At the age of 15 we entered high school, nervous as ever. It wasn’t as nerve wracking knowing I had my best friend since 6th grade by my side. We were ready to take it all in. Thinking about the high school boys, school dances, late night study sessions, and even graduation. I remember being so excited to be experiencing it all, especially with you. We all know being in high school isn't easy sometimes. Things may not go as planned or it isn’t what you expected nor hoped it to be. But when things got hard, you were there. I can’t thank you enough for that. Slowly as high school was coming to an end I realized something, we were both different people. Having to maintain so many different things can be hard. We slowly stopped seeing each other as much. We both weren’t hearing from each other as much. When things started getting hard again, you weren’t there. That’s what had changed. Then suddenly I felt the world closing in on us.
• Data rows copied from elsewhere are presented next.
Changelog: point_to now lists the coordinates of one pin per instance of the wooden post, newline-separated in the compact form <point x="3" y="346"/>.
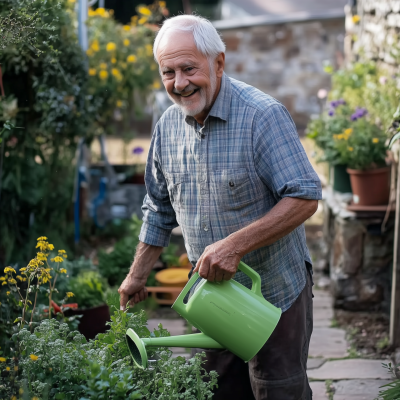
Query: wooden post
<point x="395" y="303"/>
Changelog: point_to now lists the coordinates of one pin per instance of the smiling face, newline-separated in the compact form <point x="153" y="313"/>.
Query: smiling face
<point x="191" y="81"/>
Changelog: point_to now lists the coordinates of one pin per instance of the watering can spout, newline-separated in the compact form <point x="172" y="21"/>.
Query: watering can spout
<point x="229" y="315"/>
<point x="137" y="346"/>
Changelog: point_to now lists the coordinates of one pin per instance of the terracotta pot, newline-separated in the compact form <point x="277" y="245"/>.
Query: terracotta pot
<point x="370" y="187"/>
<point x="93" y="320"/>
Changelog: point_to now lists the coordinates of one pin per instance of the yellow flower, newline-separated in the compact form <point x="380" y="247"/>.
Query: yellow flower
<point x="111" y="46"/>
<point x="116" y="73"/>
<point x="144" y="10"/>
<point x="103" y="74"/>
<point x="41" y="256"/>
<point x="101" y="11"/>
<point x="131" y="58"/>
<point x="95" y="45"/>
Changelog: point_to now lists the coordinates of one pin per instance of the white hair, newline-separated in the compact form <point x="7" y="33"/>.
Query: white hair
<point x="206" y="37"/>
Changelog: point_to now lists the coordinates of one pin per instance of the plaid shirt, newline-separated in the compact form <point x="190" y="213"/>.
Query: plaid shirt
<point x="215" y="179"/>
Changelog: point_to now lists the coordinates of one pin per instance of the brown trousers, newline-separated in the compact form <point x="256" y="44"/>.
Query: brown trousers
<point x="279" y="370"/>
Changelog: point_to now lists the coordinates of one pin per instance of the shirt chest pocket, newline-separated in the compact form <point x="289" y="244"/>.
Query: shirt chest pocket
<point x="234" y="189"/>
<point x="178" y="186"/>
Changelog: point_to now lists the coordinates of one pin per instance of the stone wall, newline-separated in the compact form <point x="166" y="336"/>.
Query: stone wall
<point x="378" y="31"/>
<point x="286" y="60"/>
<point x="359" y="255"/>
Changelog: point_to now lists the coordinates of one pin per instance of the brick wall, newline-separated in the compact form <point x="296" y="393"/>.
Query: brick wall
<point x="286" y="61"/>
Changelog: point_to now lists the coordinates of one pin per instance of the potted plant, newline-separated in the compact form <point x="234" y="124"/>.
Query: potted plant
<point x="362" y="147"/>
<point x="89" y="288"/>
<point x="323" y="130"/>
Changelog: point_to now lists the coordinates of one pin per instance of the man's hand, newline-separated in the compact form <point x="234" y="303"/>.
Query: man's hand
<point x="219" y="261"/>
<point x="133" y="287"/>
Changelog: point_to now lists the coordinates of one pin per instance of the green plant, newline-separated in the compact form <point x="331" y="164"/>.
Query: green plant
<point x="121" y="62"/>
<point x="391" y="391"/>
<point x="89" y="288"/>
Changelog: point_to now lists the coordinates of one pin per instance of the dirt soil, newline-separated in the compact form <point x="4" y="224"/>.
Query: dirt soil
<point x="368" y="333"/>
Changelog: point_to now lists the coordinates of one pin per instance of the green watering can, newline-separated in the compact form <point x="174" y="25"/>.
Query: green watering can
<point x="229" y="315"/>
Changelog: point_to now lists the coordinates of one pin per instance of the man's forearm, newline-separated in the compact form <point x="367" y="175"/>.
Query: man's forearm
<point x="286" y="216"/>
<point x="145" y="258"/>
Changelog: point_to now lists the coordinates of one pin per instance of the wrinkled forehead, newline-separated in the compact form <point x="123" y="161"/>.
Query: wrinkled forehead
<point x="178" y="46"/>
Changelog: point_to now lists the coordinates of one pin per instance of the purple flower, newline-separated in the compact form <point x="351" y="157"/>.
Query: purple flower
<point x="359" y="113"/>
<point x="337" y="103"/>
<point x="138" y="150"/>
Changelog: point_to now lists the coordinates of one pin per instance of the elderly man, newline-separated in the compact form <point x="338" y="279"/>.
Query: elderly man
<point x="226" y="164"/>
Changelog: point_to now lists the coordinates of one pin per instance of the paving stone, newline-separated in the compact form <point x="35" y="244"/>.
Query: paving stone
<point x="349" y="369"/>
<point x="313" y="363"/>
<point x="323" y="317"/>
<point x="174" y="326"/>
<point x="319" y="390"/>
<point x="328" y="343"/>
<point x="363" y="389"/>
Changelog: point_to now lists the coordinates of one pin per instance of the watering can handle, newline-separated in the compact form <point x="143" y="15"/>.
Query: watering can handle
<point x="254" y="276"/>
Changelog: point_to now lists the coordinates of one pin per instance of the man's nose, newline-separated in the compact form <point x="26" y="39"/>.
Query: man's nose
<point x="180" y="81"/>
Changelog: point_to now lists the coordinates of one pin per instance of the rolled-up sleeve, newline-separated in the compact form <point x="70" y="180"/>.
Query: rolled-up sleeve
<point x="280" y="159"/>
<point x="158" y="215"/>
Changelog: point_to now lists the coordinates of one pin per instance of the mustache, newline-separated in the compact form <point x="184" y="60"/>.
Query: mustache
<point x="188" y="88"/>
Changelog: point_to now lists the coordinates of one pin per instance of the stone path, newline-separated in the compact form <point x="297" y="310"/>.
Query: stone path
<point x="353" y="379"/>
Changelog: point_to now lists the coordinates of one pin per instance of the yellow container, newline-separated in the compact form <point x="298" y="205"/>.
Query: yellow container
<point x="173" y="277"/>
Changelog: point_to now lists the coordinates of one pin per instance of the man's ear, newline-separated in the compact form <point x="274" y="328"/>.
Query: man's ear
<point x="220" y="64"/>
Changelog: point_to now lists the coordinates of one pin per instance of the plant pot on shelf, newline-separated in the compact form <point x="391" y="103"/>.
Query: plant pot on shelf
<point x="370" y="187"/>
<point x="340" y="178"/>
<point x="93" y="320"/>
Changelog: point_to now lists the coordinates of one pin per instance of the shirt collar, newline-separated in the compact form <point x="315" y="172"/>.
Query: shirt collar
<point x="222" y="104"/>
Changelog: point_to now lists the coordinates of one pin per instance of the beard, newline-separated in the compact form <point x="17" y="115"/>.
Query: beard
<point x="193" y="107"/>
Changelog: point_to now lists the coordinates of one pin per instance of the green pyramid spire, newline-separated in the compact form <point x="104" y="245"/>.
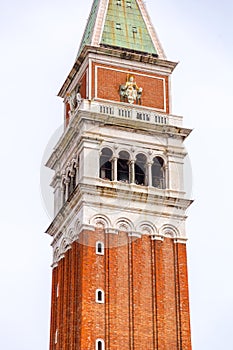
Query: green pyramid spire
<point x="122" y="24"/>
<point x="125" y="27"/>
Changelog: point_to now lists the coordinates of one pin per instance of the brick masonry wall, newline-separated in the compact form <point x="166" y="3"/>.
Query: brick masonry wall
<point x="146" y="294"/>
<point x="106" y="81"/>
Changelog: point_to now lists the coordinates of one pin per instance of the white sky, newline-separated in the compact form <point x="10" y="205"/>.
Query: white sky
<point x="39" y="42"/>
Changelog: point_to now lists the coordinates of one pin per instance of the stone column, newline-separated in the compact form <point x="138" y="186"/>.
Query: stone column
<point x="149" y="174"/>
<point x="114" y="169"/>
<point x="132" y="171"/>
<point x="67" y="181"/>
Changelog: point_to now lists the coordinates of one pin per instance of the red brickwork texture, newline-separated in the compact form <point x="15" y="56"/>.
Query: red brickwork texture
<point x="106" y="81"/>
<point x="146" y="295"/>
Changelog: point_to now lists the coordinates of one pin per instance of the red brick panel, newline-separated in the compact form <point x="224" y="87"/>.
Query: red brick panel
<point x="146" y="295"/>
<point x="166" y="295"/>
<point x="119" y="293"/>
<point x="183" y="295"/>
<point x="93" y="277"/>
<point x="53" y="322"/>
<point x="107" y="80"/>
<point x="142" y="294"/>
<point x="83" y="87"/>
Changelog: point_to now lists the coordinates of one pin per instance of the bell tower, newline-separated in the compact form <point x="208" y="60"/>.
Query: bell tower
<point x="119" y="271"/>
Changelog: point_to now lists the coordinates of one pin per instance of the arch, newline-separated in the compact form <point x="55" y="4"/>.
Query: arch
<point x="65" y="245"/>
<point x="77" y="227"/>
<point x="123" y="166"/>
<point x="106" y="164"/>
<point x="56" y="255"/>
<point x="147" y="228"/>
<point x="124" y="224"/>
<point x="63" y="186"/>
<point x="99" y="248"/>
<point x="99" y="296"/>
<point x="169" y="231"/>
<point x="158" y="173"/>
<point x="140" y="169"/>
<point x="100" y="221"/>
<point x="70" y="235"/>
<point x="99" y="344"/>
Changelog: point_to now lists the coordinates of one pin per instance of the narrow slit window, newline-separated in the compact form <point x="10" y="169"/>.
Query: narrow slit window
<point x="100" y="248"/>
<point x="56" y="337"/>
<point x="118" y="26"/>
<point x="99" y="344"/>
<point x="99" y="296"/>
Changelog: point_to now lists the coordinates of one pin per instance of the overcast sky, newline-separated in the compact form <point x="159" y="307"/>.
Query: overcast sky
<point x="39" y="42"/>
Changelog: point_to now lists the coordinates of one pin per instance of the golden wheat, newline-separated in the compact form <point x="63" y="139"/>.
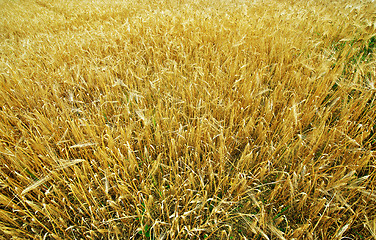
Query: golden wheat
<point x="187" y="119"/>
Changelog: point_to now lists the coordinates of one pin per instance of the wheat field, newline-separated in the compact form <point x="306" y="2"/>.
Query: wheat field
<point x="189" y="119"/>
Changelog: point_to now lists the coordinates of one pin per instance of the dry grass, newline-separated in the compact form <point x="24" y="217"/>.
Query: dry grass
<point x="187" y="119"/>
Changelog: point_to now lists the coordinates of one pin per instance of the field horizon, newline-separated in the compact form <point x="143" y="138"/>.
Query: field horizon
<point x="187" y="119"/>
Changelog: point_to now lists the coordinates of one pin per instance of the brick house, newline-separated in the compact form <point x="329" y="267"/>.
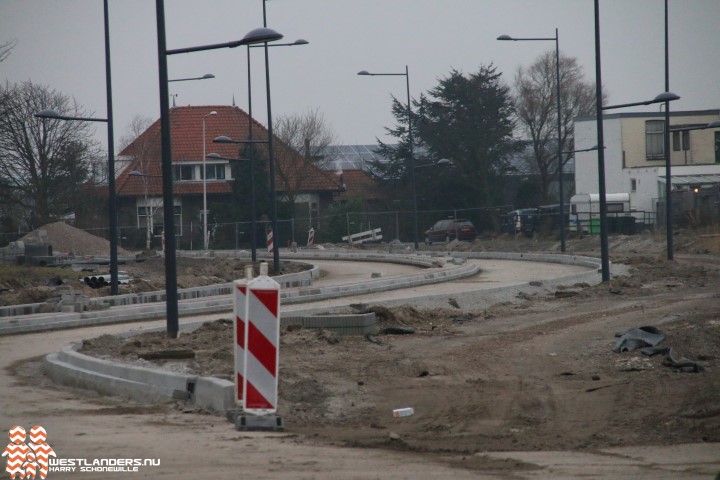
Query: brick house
<point x="140" y="197"/>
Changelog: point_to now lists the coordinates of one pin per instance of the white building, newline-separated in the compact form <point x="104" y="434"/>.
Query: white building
<point x="635" y="158"/>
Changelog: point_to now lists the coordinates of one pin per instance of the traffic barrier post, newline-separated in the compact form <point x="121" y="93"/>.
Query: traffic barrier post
<point x="262" y="342"/>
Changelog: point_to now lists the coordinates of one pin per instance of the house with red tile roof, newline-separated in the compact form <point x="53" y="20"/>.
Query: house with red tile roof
<point x="139" y="184"/>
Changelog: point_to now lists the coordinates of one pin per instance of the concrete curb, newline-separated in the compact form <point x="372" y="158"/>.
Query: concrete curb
<point x="217" y="394"/>
<point x="141" y="384"/>
<point x="195" y="303"/>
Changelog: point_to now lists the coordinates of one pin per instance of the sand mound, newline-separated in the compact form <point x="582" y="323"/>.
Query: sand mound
<point x="66" y="239"/>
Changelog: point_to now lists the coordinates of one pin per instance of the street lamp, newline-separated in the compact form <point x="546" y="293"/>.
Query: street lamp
<point x="112" y="196"/>
<point x="561" y="192"/>
<point x="207" y="76"/>
<point x="226" y="139"/>
<point x="410" y="142"/>
<point x="662" y="98"/>
<point x="205" y="212"/>
<point x="253" y="238"/>
<point x="257" y="35"/>
<point x="713" y="124"/>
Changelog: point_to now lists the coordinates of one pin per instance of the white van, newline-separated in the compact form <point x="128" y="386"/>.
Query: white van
<point x="585" y="210"/>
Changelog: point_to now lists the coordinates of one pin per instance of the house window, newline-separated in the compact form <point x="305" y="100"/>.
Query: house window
<point x="214" y="172"/>
<point x="183" y="172"/>
<point x="681" y="141"/>
<point x="654" y="139"/>
<point x="155" y="214"/>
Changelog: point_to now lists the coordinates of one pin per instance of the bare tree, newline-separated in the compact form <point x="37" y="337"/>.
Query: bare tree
<point x="536" y="110"/>
<point x="309" y="135"/>
<point x="137" y="145"/>
<point x="43" y="162"/>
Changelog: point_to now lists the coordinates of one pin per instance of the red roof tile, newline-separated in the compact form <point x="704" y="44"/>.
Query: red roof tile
<point x="292" y="171"/>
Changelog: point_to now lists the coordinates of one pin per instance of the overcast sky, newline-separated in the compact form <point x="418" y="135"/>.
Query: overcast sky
<point x="60" y="45"/>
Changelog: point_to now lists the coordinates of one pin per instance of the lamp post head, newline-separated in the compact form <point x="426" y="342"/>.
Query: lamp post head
<point x="260" y="35"/>
<point x="48" y="114"/>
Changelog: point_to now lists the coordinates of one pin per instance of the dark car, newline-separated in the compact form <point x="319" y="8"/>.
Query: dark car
<point x="450" y="229"/>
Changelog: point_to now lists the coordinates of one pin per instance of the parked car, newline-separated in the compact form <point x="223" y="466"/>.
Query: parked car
<point x="450" y="229"/>
<point x="523" y="220"/>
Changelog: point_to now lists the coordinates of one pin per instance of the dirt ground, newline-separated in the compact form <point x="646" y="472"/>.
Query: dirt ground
<point x="538" y="373"/>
I wish we both could have both tried harder to make this friendship work, and I think you know that. No one is here to blame anyone of anything, because I think we both expected things to turn out differently. For now I will just have to hear from you by other people, because I do still talk about you and ask about you. I truly do wish the best for you. I want you to succeed at life, and I know you will. As hard as it is to have you not in my life, I think sometimes that’s what might be best. Even if it is just for right now. Everyone needs the chance to grow and change. I just hope that someday we can meet again, and if we do, you know what i’ll think of.
Ever since a young age, people warned you on what it would be like to get broken up by a boy or to lose the boy you were oh so in love with. Nobody warned you on what it’s like to lose a best friend. And for that, I wish someone would have.